Hi, I’m trying to adapt the stallion example to use a RecurrentNetwork. As long as the target and the time_varying_unknown_reals are matched, as in

target=["volume"]
time_varying_unknown_reals = ["volume"]
# OR
target=["volume", "log_volume"]
time_varying_unknown_reals = ["volume", "log_volume"]

everything is fine.
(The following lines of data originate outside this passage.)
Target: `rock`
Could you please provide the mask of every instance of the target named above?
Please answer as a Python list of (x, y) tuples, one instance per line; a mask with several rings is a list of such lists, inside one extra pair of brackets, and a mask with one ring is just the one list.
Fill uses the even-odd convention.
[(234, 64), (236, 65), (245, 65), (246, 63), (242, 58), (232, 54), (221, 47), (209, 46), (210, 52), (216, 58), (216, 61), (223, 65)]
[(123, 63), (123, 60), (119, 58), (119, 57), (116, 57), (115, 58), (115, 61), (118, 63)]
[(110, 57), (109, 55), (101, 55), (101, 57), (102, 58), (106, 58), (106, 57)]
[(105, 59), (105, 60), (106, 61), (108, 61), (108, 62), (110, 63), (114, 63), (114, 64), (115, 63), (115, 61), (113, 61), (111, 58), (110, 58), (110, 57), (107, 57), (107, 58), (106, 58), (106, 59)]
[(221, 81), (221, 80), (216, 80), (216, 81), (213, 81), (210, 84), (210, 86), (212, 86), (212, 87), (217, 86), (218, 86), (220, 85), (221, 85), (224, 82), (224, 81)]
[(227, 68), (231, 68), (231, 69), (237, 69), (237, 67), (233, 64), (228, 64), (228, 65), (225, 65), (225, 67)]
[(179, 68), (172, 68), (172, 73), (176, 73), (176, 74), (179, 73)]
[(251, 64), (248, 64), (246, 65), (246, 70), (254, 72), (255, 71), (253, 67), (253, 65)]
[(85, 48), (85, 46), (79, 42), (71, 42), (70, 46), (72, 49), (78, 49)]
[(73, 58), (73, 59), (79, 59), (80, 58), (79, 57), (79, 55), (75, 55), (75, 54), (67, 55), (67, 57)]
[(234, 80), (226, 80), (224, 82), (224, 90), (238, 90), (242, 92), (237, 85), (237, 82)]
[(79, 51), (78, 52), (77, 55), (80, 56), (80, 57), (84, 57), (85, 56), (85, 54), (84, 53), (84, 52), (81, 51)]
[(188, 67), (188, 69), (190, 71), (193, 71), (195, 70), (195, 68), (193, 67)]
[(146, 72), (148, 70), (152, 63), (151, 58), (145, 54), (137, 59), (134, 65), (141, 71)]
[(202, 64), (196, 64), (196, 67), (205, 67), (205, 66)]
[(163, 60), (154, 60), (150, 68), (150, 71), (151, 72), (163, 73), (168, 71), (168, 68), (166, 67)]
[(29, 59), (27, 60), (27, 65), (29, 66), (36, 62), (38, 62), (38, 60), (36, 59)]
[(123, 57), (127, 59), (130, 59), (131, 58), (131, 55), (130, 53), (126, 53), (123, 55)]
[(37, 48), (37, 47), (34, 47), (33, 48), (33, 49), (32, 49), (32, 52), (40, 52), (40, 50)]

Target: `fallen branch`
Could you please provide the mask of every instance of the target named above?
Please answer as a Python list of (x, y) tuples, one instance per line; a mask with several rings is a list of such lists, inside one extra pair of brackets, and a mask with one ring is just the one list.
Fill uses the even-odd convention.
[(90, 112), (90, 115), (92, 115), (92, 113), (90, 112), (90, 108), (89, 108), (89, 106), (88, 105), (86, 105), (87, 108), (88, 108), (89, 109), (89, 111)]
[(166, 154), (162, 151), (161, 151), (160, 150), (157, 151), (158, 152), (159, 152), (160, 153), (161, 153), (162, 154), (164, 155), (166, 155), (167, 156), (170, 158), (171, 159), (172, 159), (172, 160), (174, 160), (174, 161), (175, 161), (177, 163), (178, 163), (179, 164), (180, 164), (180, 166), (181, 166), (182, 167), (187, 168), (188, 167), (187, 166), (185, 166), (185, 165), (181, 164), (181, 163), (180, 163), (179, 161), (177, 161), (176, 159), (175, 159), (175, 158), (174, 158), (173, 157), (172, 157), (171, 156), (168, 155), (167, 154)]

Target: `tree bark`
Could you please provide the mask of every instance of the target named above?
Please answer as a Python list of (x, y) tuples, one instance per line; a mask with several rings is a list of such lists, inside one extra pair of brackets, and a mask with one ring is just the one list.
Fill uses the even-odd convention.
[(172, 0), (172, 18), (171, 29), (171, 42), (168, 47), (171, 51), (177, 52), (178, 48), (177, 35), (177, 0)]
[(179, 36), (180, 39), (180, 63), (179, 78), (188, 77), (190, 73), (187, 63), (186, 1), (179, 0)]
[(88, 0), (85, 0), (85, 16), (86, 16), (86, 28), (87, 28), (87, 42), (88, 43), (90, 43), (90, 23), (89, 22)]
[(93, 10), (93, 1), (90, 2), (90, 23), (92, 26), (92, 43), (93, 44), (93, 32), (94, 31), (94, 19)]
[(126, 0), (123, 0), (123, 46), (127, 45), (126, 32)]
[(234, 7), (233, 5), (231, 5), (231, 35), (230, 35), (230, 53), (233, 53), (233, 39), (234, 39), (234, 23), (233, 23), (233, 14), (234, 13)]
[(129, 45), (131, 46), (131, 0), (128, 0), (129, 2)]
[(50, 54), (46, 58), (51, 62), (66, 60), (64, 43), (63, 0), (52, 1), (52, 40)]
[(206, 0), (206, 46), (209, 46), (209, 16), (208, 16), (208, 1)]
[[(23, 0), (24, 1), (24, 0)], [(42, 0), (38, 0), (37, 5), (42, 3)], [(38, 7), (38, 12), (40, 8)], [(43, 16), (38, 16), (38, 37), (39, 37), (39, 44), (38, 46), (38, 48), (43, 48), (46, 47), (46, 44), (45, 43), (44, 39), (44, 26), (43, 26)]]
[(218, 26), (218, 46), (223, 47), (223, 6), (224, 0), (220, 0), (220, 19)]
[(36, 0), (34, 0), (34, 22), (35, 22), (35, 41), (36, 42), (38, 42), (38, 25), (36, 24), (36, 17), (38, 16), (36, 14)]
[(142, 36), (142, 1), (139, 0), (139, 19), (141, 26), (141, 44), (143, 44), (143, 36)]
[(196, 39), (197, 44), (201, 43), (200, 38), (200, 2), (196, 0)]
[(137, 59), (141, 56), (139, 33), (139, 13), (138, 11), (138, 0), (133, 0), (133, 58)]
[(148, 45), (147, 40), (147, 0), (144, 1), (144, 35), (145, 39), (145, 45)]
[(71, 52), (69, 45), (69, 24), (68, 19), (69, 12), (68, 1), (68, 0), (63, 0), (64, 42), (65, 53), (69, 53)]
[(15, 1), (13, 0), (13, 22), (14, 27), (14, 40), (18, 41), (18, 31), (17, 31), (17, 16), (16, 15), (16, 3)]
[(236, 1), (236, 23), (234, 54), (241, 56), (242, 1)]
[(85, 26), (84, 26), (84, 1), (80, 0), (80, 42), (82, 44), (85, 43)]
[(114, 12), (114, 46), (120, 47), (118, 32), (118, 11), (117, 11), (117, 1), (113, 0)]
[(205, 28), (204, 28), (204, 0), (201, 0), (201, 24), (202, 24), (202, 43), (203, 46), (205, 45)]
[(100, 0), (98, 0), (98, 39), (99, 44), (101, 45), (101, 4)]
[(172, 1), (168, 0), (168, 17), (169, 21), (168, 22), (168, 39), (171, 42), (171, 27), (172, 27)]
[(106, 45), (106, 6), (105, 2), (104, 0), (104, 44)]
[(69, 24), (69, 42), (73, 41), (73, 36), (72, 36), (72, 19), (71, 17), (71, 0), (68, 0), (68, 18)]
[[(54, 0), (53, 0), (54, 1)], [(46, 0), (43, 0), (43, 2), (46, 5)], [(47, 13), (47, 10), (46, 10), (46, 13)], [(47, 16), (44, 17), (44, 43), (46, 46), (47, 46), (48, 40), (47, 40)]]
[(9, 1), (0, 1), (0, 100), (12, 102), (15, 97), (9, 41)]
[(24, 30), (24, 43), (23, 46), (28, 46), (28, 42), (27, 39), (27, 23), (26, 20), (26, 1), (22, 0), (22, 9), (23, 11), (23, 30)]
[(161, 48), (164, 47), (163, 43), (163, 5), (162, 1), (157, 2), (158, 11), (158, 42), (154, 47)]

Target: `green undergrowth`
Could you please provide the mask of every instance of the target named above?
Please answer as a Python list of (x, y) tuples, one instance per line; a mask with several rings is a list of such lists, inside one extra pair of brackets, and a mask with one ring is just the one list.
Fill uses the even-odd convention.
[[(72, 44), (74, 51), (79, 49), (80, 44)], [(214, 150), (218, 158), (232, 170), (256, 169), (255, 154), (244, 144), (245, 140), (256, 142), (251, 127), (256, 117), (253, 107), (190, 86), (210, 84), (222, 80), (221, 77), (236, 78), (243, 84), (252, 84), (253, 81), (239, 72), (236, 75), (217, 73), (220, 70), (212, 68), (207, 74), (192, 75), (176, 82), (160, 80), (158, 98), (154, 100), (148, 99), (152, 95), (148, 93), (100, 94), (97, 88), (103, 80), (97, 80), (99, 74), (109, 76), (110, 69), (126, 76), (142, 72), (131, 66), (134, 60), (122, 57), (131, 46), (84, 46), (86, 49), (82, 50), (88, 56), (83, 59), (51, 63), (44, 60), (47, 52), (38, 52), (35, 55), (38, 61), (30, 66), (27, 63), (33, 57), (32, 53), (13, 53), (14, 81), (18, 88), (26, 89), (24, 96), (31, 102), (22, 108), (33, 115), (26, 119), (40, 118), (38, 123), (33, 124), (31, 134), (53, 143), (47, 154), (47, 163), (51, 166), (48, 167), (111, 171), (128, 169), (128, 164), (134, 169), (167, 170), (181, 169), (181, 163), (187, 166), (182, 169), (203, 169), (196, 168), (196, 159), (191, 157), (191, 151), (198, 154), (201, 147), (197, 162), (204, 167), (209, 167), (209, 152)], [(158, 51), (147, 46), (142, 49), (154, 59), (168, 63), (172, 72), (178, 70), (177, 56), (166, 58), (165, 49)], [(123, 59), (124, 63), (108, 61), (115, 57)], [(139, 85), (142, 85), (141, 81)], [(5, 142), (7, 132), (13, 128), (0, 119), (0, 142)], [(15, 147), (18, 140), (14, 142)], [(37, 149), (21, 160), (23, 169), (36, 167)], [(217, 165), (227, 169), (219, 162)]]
When the inputs differ from the targets though, as in

target=["volume"]
time_varying_unknown_reals = ["volume", "log_volume"]

I get the following error

Traceback (most recent call last):
  File "/home/carlo/Git/pytorch-forecasting/examples/stallion_rnn.py", line 123, in <module>
    model = RecurrentNetwork.from_dataset(
  File "/home/carlo/miniconda3/lib/python3.9/site-packages/pytorch_forecasting/models/rnn/__init__.py", line 157, in from_dataset
    return super().from_dataset(
  File "/home/carlo/miniconda3/lib/python3.9/site-packages/pytorch_forecasting/models/base_model.py", line 1355, in from_dataset
    return super().from_dataset(dataset, **new_kwargs)
  File "/home/carlo/miniconda3/lib/python3.9/site-packages/pytorch_forecasting/models/base_model.py", line 1637, in from_dataset
    return super().from_dataset(dataset, **kwargs)
  File "/home/carlo/miniconda3/lib/python3.9/site-packages/pytorch_forecasting/models/base_model.py", line 907, in from_dataset
    net = cls(**kwargs)
  File "/home/carlo/miniconda3/lib/python3.9/site-packages/pytorch_forecasting/models/rnn/__init__.py", line 99, in __init__
    assert set(self.encoder_variables) - set(to_list(target)) - set(lagged_target_names) == set(
AssertionError: Encoder and decoder variables have to be the same apart from target variable

So there is no way to perform single target regression without dropping all others covariates. Is this expected or a bug?

Click to expand code!

from pathlib import Path
import pickle
import warnings

import numpy as np
import pandas as pd
from pandas.core.common import SettingWithCopyWarning
import pytorch_lightning as pl
from pytorch_lightning.callbacks import EarlyStopping, LearningRateMonitor
from pytorch_lightning.loggers import TensorBoardLogger
import torch

from pytorch_forecasting import GroupNormalizer, RecurrentNetwork, TimeSeriesDataSet
from pytorch_forecasting.data.examples import get_stallion_data
from pytorch_forecasting.metrics import MAE, RMSE, SMAPE, PoissonLoss, QuantileLoss
from pytorch_forecasting.models.temporal_fusion_transformer.tuning import optimize_hyperparameters
from pytorch_forecasting.utils import profile

warnings.simplefilter("error", category=SettingWithCopyWarning)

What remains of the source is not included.